Bug 1392819

Summary: [NetKVM] Race between ParaNdis_SetupRSSQueueMap and ParaNdis6_SendNetBufferLists due to the lack of synchronisation
Product: Red Hat Enterprise Linux 7 Reporter: Yvugenfi <yvugenfi>
Component: virtio-winAssignee: ybendito
virtio-win sub component: virtio-win-prewhql QA Contact: Virtualization Bugs <virt-bugs>
Status: CLOSED ERRATA Docs Contact:
Severity: medium    
Priority: medium CC: lijin, lmiksik, mfuruta, ybendito
Version: 7.4   
Target Milestone: rc   
Target Release: ---   
Hardware: Unspecified   
OS: Windows   
URL: https://github.com/YanVugenfirer/kvm-guest-drivers-windows/pull/83
Whiteboard:
Fixed In Version: Doc Type: If docs needed, set a value
Doc Text:
Story Points: ---
Clone Of: Environment:
Last Closed: 2017-08-01 12:53:08 UTC Type: Bug
Regression: --- Mount Type: ---
Documentation: --- CRM:
Verified Versions: Category: ---
oVirt Team: --- RHEL 7.3 requirements from Atomic Host:
Cloudforms Team: --- Target Upstream Version:

Description Yvugenfi@redhat.com 2016-11-08 10:04:34 UTC
Description of problem:

There are patches submitted upstream to fix RSS configuration and TX path race condition.
Those patches need additional work to become part of the code base.

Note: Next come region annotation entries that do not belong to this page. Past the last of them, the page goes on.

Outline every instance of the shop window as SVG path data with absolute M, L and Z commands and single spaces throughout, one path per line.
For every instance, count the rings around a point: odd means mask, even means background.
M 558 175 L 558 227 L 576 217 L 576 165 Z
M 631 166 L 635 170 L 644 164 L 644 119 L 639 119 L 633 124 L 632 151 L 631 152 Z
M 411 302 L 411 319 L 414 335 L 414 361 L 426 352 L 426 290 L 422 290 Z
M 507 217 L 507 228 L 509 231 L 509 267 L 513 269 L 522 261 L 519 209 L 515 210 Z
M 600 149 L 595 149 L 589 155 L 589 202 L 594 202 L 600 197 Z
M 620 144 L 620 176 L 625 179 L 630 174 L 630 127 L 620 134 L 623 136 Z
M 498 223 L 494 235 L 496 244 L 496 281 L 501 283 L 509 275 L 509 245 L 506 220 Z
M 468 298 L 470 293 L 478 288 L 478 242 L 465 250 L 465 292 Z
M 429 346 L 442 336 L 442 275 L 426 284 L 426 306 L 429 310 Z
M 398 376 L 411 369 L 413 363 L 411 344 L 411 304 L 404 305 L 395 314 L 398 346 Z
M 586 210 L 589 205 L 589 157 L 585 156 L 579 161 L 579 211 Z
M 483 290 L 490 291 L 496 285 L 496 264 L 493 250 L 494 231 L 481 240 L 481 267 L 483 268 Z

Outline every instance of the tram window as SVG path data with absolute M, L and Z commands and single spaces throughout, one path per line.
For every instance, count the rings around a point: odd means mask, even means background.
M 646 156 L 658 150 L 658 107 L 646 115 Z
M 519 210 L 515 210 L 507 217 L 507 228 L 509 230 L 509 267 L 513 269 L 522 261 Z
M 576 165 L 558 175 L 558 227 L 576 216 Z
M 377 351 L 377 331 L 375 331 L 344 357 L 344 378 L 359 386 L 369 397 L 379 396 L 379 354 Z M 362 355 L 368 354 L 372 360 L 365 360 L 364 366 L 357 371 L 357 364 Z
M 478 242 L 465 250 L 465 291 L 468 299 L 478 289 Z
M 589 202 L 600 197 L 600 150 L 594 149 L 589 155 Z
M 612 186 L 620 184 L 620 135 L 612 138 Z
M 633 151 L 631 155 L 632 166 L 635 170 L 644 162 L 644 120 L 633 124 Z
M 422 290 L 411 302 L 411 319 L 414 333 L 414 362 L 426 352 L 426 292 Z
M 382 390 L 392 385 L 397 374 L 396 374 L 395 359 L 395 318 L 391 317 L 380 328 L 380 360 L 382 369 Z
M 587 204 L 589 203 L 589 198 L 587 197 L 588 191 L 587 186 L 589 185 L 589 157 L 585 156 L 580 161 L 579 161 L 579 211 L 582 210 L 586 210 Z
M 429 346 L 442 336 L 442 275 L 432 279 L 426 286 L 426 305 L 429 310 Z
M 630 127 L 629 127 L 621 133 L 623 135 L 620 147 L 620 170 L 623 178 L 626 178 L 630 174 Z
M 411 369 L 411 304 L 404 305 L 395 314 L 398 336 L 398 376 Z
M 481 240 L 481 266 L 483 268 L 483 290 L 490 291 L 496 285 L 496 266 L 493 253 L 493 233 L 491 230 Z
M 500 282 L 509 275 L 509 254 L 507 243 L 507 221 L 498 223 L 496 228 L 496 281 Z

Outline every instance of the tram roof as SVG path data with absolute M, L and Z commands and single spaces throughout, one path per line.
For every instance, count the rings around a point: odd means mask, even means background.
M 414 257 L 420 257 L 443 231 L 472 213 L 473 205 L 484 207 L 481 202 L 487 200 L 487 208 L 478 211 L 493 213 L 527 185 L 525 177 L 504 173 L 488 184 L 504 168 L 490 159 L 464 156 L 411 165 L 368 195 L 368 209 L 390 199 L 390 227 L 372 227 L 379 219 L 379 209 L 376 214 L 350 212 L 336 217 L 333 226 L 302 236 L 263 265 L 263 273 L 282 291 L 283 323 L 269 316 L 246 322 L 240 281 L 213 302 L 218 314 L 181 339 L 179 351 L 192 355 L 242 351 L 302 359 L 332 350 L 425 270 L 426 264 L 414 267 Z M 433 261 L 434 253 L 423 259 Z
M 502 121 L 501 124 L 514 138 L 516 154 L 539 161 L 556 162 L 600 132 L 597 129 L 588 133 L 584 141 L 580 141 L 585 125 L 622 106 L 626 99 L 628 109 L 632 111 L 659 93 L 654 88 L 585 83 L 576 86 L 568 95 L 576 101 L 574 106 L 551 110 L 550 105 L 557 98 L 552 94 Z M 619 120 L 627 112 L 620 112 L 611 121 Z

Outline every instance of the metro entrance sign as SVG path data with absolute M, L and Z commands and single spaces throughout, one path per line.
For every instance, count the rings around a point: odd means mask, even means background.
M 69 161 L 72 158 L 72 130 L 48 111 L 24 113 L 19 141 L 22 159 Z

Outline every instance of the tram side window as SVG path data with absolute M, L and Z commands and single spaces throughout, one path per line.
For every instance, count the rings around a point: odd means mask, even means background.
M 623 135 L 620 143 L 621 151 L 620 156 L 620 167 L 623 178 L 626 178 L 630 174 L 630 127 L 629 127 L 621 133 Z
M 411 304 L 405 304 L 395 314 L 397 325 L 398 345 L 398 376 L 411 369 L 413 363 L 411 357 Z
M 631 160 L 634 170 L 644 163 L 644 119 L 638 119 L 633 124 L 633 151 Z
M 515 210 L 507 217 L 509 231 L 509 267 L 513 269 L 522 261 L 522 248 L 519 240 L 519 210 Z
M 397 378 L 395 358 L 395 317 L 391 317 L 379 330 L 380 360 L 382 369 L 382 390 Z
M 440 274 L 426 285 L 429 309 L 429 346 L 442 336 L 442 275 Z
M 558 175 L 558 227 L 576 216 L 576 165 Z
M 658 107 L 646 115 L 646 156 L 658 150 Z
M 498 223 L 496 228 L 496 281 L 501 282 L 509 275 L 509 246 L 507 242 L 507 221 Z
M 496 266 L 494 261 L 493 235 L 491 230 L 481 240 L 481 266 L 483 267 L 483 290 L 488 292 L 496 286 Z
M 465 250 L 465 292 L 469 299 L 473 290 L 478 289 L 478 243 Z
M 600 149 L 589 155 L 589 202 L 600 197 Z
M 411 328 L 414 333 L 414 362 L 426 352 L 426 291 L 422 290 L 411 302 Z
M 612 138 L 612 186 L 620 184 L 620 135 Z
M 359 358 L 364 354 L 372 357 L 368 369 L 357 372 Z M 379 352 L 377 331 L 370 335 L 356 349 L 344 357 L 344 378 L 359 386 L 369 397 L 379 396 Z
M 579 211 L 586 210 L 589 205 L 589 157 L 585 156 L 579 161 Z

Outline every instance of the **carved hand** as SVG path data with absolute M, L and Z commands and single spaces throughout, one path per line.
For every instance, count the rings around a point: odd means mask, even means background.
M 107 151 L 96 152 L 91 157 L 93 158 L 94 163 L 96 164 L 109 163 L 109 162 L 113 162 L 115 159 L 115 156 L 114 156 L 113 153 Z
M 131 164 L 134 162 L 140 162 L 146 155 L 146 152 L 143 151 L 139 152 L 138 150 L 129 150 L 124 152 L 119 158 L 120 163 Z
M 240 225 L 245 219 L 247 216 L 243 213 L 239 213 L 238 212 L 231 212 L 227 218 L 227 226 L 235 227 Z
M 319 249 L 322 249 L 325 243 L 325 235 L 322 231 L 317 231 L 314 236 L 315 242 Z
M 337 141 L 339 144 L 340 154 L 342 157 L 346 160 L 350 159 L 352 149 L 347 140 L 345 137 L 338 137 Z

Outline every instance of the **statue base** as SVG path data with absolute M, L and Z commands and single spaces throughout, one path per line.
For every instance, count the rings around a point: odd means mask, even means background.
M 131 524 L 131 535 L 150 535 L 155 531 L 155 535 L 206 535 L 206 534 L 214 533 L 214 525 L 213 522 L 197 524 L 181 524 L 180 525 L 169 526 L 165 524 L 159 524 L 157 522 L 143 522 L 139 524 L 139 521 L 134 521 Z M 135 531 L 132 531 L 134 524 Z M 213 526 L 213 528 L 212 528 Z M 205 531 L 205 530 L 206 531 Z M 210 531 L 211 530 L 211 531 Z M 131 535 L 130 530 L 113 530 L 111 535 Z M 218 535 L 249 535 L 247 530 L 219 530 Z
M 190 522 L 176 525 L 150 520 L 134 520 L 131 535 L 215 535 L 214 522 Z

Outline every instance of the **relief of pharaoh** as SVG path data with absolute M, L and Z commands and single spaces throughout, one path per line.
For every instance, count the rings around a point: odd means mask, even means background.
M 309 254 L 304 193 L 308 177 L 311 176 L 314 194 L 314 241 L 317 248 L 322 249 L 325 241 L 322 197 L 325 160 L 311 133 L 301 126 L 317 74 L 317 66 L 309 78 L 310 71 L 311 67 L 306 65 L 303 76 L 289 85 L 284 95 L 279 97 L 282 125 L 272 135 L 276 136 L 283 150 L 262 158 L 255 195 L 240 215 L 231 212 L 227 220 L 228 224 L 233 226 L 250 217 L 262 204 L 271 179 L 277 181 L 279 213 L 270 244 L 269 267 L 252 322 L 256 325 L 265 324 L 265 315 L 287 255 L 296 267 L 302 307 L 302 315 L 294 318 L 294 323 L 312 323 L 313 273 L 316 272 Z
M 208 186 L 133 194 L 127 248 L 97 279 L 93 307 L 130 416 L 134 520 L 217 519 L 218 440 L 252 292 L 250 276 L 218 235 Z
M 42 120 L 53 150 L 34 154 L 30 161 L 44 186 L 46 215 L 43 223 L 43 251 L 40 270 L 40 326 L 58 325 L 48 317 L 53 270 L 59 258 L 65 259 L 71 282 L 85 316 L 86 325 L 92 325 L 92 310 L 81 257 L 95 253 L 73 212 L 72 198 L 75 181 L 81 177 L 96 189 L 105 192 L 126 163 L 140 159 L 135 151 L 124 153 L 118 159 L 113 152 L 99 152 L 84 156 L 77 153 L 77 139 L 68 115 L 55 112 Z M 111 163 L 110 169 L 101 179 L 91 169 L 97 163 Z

https://github.com/YanVugenfirer/kvm-guest-drivers-windows/pull/83

--->>>
There is a race between ParaNdis_SetupRSSQueueMap and
ParaNdis6_SendNetBufferLists due to the lack of r/w sync:

Processor 1 call stack and code:
NDIS!ndisMInvokeOidRequest calls
ParaNdis6_OidRequest calls (through OidsDB callback table)
OIDENTRYPROC(OID_GEN_RECEIVE_SCALE_PARAMETERS, 0,0,0, ohfSet
| ohfSetMoreOK, RSSSetParameters),
RSSSetParameters calls
ParaNdis_SetupRSSQueueMap

if (pContext->RSS2QueueLength && 
    pContext->RSS2QueueLength < rssTableSize)
{
    DPrintf(0, ("[%s] Freeing RSS2Queue Map\n", __FUNCTION__));
--> NdisFreeMemoryWithTagPriority(pContext->MiniportHandle,
pContext->RSS2QueueMap, PARANDIS_MEMORY_TAG);
pContext->RSS2QueueLength = 0;
}

if (!pContext->RSS2QueueLength)
{
    pContext->RSS2QueueLength = USHORT(rssTableSize);
    pContext->RSS2QueueMap = (CPUPathesBundle **)
        NdisAllocateMemoryWithTagPriority(pContext->MiniportHandle,
        rssTableSize * sizeof(*pContext->RSS2QueueMap),
        PARANDIS_MEMORY_TAG, NormalPoolPriority);
    if (pContext->RSS2QueueMap == nullptr)
--> {
DPrintf(0, ("[%s] - Allocating RSS to queue mapping failed\n",
FUNCTION));
NdisFreeMemoryWithTagPriority(pContext->MiniportHandle,
cpuIndexTable, PARANDIS_MEMORY_TAG);
return NDIS_STATUS_RESOURCES;
}

--> NdisZeroMemory(pContext->RSS2QueueMap,
sizeof(*pContext->RSS2QueueMap) * pContext->RSS2QueueLength);
}

Processor 2 call stack and code:
NDIS!NdisSendNetBufferLists calls
netkvm!ParaNdis6_SendNetBufferLists

--> pContext->RSS2QueueMap[indirectionIndex]->txPath.Send(pNBL);

Another race is indirectionIndex calculation via RSSHashMask.
Mask can be updated before map update. So there is a need to check
that index fits into bounds. (We suppose that there is NO_PROBLEM
if packet will be sent not exactly in the proper queue by its hash value).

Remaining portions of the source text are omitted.